Es cierto que, jamás ninguna época viviente, ha sido un sueño sin cruces. Salgamos al encuentro. Disfrutemos del abrazo entre análogos. Reencontrarse y revisar día y noche, nuestra propia hoja de ruta, es tan preciso como necesario. En un mundo de ocho mil millones de personas debe haber continuamente espacio para las oportunidades. Otro mundo ha de ser posible, donde la salud, dignidad y educación sean derechos y realidades, y no privilegios de unos pocos o promesas vacías. Tenemos que concienciarnos de llevar a buen término las acciones conjuntas y colaborativas, cooperantes y solidarias, dejando a un lado la insensatez de los intereses mezquinos, para que salgamos todos beneficiados. Sin duda, el precio de la grandeza humana radica en el compromiso contraído, la de ser desprendido.
Tan importante, por consiguiente, como existir es asistirnos, brindando la experiencia en favor del bien común, en aras del auténtico progreso de toda la familia humana. No dejemos que ninguna inútil contienda nos distraiga del trabajo pendiente, esa donación innata que todos requerimos y hemos de ofrecer, para sentirnos realizados y pletóricos de savia. Ahora que la esperanza de vida de los adultos en el mundo desarrollado ha aumentado desde mediados del siglo XX, nos toca también visibilizar lo invisible, para poder aclarar esos problemas graves que todos llevamos al hombro, tanto individuales como sociales.

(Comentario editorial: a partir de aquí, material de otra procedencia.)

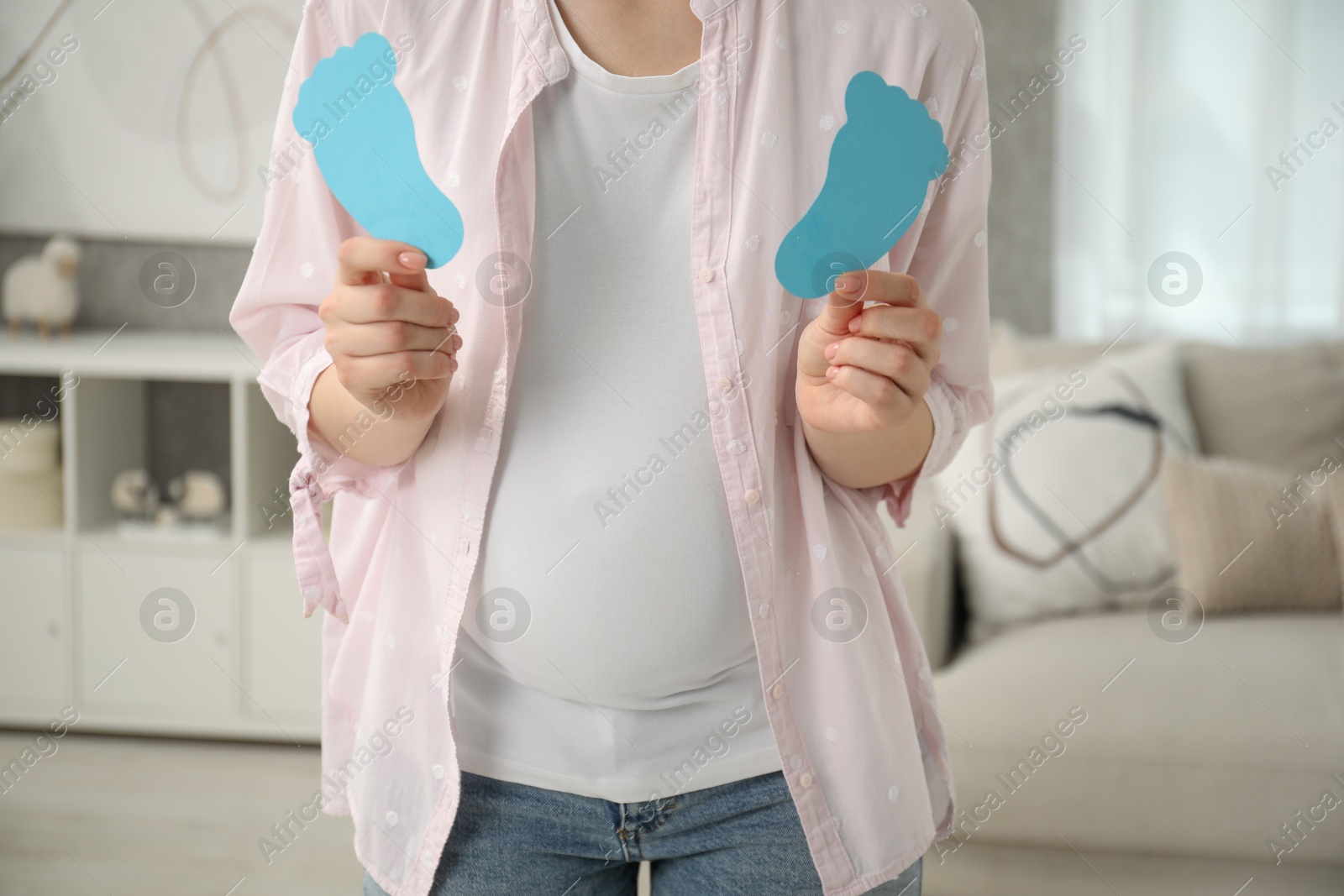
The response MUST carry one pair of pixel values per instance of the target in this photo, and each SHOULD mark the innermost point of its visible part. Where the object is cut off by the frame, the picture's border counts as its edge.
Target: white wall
(108, 147)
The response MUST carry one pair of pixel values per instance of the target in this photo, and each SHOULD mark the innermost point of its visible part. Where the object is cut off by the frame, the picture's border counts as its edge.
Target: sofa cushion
(1202, 747)
(1054, 500)
(1277, 406)
(1241, 544)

Naturalmente, no hay mejor programa viviente, que aquel que hace justicia y se pone al servicio del ser humano. Con razón se dice, o se comenta, que somos dueños de nuestras acciones y juez de nuestros valores; protagonistas, al fin y al cabo, de nuestros andares, sabiendo que colectivamente hemos de edificar un desarrollo que nos armonice hacia una actitud de concordia e ilusión. Por desgracia, tenemos un legado de disturbios que nos dejan sin diálogo. El racismo y la xenofobia continúan arruinando nuestros territorios, como cicatrices que echan a perder el tejido social.
A mi juicio, son vitales los esfuerzos colectivos ante la multitud de hechos violentos que a diario se producen, reproduciéndose aún más ferozmente en lugares con sistemas penitenciarios opresivos que no restablecen ni rehabilitan. Lo significativo es hallarse liberado y en disposición de desposeerse de lo material, esto se consigue practicando el amor de verdad.
No descartemos la vida jamás. Esforcémonos en desvivirnos por vivir con decencia y dejemos a los intrigantes que entonen sus abecedarios, aunque nos desentonen sus palabras. Obremos distinto, eso sí. Los horizontes nuevos se abrazan con ternura, no lo olvidemos. Tengamos presente no solo los talentos, también el buen talante, de manera que a ninguno le falte la caricia de una mirada. En suma, la vida no depende de lo que se posee, más bien pende de la capacidad de entrega a los demás, con obras que no se olvidan, propias de un hacer para que nazca el ansiado hogar humano.